Pontroué participe chaque année à la réunion annuelle des Paneristi, aux côtés de quelque 250 Paneristi. Il prend le temps de signer personnellement le Passeport Panerai de chaque membre, un livret dans lequel les clients Panerai peuvent suivre les magasins qu’ils ont visités grâce à des tampons personnalisés.
« Il y a une sorte de dévotion religieuse, une véritable admiration pour la marque », dit Pontroué. « C’est toujours très émouvant pour ceux d’entre nous qui travaillent ici 10 heures par jour de voir des gens qui connaissent notre marque mieux que nous. »
Panerai entretient ses relations avec ses différents segments de fans, a déclaré Pontroué, et en a même créé de nouvelles grâce à ses expériences interactives uniques.
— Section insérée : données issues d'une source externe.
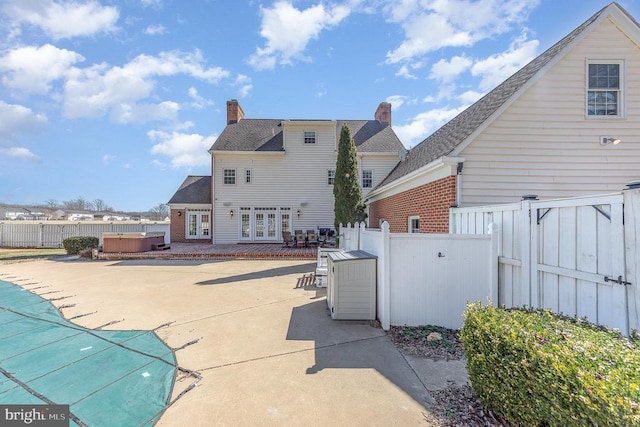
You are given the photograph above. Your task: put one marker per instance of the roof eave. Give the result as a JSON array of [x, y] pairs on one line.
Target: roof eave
[[446, 163]]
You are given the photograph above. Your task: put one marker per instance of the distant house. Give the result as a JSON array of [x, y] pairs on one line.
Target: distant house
[[275, 175], [566, 124]]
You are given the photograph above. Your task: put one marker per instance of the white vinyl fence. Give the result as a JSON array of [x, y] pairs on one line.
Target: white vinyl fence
[[575, 256], [50, 234], [427, 279]]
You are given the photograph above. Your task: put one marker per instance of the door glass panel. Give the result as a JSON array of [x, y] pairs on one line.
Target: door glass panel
[[204, 224], [271, 224], [284, 222], [193, 225], [259, 225], [246, 221]]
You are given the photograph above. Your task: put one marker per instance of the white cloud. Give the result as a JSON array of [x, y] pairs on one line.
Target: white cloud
[[198, 102], [404, 72], [396, 101], [497, 68], [289, 30], [447, 71], [434, 24], [154, 30], [32, 69], [470, 96], [16, 119], [184, 150], [424, 124], [121, 91], [245, 85], [19, 153], [63, 19]]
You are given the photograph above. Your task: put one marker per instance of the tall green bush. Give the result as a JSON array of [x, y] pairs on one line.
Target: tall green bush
[[348, 204], [73, 245], [537, 368]]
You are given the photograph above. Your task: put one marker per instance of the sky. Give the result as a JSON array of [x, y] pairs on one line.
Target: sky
[[121, 100]]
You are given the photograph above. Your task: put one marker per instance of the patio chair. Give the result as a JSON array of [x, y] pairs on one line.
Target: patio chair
[[312, 237], [287, 239]]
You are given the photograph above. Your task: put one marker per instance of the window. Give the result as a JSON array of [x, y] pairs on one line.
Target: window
[[331, 176], [367, 179], [309, 137], [414, 224], [229, 176], [604, 89]]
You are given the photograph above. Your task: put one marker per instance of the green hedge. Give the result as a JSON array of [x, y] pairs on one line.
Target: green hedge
[[73, 245], [538, 368]]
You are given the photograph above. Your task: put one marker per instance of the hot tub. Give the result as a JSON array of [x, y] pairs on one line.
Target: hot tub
[[132, 242]]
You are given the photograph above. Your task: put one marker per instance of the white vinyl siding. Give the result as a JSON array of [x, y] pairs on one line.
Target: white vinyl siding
[[309, 137], [331, 176], [367, 179], [229, 176], [294, 179], [544, 143]]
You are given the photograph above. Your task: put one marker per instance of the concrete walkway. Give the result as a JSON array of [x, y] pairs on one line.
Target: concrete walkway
[[268, 353]]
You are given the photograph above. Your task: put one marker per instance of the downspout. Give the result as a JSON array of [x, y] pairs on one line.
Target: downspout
[[459, 184]]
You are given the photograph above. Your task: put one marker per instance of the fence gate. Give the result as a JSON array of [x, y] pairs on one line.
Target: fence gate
[[578, 259], [566, 255]]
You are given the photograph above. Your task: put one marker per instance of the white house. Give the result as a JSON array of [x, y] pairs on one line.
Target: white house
[[567, 124], [275, 175]]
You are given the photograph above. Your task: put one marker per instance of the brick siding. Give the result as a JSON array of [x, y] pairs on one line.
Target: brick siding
[[431, 202]]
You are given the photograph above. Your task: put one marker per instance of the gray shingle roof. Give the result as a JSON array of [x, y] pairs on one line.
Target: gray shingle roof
[[194, 190], [266, 135], [443, 141]]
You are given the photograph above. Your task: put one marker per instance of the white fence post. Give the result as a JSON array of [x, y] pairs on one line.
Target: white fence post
[[384, 279], [632, 240], [494, 231], [527, 247]]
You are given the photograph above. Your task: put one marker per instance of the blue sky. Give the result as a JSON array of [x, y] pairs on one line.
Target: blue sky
[[120, 100]]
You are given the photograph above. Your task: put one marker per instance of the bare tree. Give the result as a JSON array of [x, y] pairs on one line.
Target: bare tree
[[160, 212], [101, 206], [51, 204], [80, 204]]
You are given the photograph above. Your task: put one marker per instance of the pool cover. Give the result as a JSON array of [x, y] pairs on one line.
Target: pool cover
[[108, 378]]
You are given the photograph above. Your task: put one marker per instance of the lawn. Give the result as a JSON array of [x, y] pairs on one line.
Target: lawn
[[7, 255]]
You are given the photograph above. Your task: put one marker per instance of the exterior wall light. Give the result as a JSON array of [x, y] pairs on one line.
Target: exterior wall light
[[606, 140]]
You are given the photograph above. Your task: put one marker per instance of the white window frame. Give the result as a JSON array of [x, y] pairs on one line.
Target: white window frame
[[410, 227], [309, 136], [370, 178], [331, 176], [229, 174], [620, 90]]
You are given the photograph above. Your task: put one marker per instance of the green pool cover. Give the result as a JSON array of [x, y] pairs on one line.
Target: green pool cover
[[108, 378]]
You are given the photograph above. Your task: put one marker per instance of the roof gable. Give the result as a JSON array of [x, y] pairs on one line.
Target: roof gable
[[267, 135], [452, 136], [194, 190]]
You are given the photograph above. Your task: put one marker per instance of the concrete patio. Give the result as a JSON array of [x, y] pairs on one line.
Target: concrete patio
[[188, 251], [268, 352]]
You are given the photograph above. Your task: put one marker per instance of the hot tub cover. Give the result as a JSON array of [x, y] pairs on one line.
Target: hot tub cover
[[109, 378]]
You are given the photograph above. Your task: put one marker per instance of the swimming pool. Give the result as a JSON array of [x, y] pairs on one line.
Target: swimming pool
[[108, 378]]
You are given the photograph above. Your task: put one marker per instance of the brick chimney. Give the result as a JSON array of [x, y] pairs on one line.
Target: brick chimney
[[383, 113], [234, 112]]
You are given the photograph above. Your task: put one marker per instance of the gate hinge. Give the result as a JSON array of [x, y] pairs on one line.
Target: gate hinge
[[619, 281]]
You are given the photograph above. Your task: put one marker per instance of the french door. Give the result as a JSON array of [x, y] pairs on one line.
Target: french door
[[198, 224], [264, 223]]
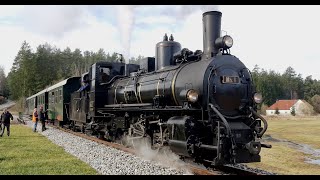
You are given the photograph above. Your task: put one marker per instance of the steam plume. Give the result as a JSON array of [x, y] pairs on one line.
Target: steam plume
[[125, 16]]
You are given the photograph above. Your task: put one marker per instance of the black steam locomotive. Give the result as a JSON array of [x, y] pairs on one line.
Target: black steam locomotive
[[201, 104]]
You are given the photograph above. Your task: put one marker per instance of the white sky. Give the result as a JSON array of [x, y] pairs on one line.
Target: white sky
[[274, 37]]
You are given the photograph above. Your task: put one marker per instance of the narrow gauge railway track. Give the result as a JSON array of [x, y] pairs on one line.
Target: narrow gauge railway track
[[196, 169]]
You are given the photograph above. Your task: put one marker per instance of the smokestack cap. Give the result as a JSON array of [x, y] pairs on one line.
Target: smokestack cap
[[171, 38], [212, 12], [165, 37]]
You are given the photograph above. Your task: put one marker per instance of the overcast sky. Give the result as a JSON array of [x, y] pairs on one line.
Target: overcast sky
[[274, 37]]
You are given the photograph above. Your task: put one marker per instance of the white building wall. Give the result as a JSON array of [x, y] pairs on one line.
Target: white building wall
[[281, 112]]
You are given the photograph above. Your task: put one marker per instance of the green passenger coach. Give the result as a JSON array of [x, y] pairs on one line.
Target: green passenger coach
[[59, 98]]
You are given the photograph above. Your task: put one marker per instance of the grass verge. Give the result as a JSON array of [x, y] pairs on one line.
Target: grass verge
[[27, 153]]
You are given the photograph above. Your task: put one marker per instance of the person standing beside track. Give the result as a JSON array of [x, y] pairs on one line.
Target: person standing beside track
[[5, 118], [42, 116], [35, 119]]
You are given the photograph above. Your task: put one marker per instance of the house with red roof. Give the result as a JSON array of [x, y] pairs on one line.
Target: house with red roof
[[285, 107]]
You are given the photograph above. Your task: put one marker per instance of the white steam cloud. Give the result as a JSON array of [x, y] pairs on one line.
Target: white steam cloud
[[164, 156], [125, 17], [126, 20]]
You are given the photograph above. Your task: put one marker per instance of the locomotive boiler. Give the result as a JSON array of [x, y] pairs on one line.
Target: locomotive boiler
[[201, 104]]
Chaque année depuis 2019, la marque lance plusieurs montres « Experience Edition », des garde-temps en édition limitée vendus avec une expérience singulière – d’une séance d’entraînement avec les Navy Seals à une expédition au pôle Nord en passant par une visite privée des lieux les plus exclusifs de Rome.
« Nous avons créé une nouvelle communauté de collectionneurs, ceux qui ont participé à une Expérience », a déclaré Pontroué. « Nous avons trois clients qui achètent chaque expérience que nous réalisons, avant même que nous les annoncions. »
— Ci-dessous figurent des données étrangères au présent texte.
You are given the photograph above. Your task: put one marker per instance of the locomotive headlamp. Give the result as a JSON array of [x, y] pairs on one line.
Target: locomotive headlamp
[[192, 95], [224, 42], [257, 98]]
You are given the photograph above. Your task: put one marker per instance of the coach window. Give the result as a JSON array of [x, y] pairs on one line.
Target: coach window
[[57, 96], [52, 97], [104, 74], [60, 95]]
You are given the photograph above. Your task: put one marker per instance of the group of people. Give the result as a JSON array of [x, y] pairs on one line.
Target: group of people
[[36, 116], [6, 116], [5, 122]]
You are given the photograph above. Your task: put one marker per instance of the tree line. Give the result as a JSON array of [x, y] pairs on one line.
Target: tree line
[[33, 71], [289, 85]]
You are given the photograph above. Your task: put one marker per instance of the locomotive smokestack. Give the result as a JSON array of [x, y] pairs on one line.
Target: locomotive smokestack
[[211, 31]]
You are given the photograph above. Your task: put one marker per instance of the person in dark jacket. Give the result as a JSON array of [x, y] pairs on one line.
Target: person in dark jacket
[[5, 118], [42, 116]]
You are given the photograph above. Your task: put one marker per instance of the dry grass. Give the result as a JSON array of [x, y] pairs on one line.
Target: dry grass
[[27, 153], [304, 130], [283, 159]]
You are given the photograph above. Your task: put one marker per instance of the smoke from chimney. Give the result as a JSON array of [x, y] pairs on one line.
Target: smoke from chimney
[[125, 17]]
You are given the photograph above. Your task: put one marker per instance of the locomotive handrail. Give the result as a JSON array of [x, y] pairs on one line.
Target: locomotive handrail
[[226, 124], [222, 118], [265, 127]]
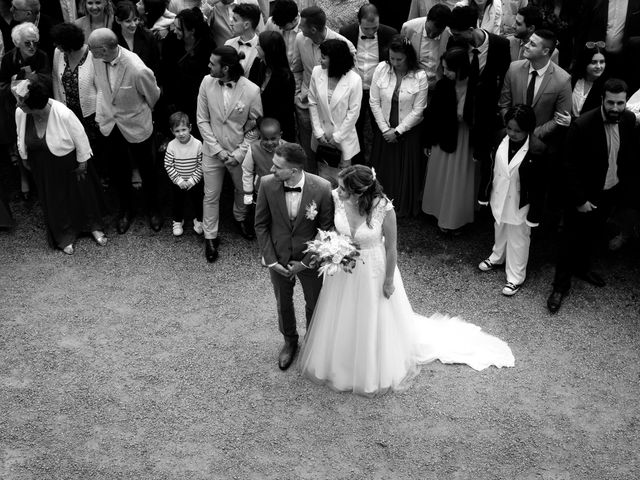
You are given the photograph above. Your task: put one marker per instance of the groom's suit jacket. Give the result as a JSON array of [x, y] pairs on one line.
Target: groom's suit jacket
[[281, 239]]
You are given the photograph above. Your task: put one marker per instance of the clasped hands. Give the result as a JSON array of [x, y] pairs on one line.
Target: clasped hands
[[292, 269], [228, 159]]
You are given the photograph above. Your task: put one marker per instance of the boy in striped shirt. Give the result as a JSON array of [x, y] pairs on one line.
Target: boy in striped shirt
[[183, 163]]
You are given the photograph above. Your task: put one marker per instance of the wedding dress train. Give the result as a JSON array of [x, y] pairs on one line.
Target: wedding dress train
[[361, 341]]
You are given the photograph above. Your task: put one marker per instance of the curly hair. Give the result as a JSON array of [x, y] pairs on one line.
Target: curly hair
[[361, 180], [340, 58]]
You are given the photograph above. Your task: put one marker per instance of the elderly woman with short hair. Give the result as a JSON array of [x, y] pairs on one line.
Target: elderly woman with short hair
[[24, 61], [53, 144]]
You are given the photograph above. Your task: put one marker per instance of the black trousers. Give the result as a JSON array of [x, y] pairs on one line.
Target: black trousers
[[181, 197], [365, 112], [120, 153], [581, 233], [283, 289]]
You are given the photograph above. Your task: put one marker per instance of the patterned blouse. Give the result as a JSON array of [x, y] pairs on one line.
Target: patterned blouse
[[70, 84], [340, 12]]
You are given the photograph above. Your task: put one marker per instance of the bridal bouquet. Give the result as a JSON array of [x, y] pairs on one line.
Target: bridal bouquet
[[333, 251]]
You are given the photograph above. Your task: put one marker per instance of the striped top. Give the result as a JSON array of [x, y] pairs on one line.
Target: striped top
[[184, 161]]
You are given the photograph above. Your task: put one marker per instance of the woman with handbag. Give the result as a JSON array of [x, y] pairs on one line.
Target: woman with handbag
[[398, 97], [335, 93]]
La dernière montre Experiences présentée chez Watches and Wonders propose aux collectionneurs une immersion avec l’équipe de voile Luna Rossa alors qu’ils se préparent pour l’America’s Cup à Barcelone – pour la modique somme de 195 000 €.
Pour Pontroué, c’est une manière d’honorer l’histoire de la marque tout en ouvrant un nouveau dialogue avec sa clientèle haut de gamme.
« Les montres Panerai ont été fabriquées il y a longtemps comme outils pour les marines italiens », a expliqué Pontroué. « D’une certaine manière, nous pensions que cela pourrait ramener Panerai à ses racines, qui ne se trouvent pas dans un bureau. »
Watches and Wonders 2024 se déroule à Genève jusqu’au 15 avril. Il est ouvert au public du 13 au 15 avril.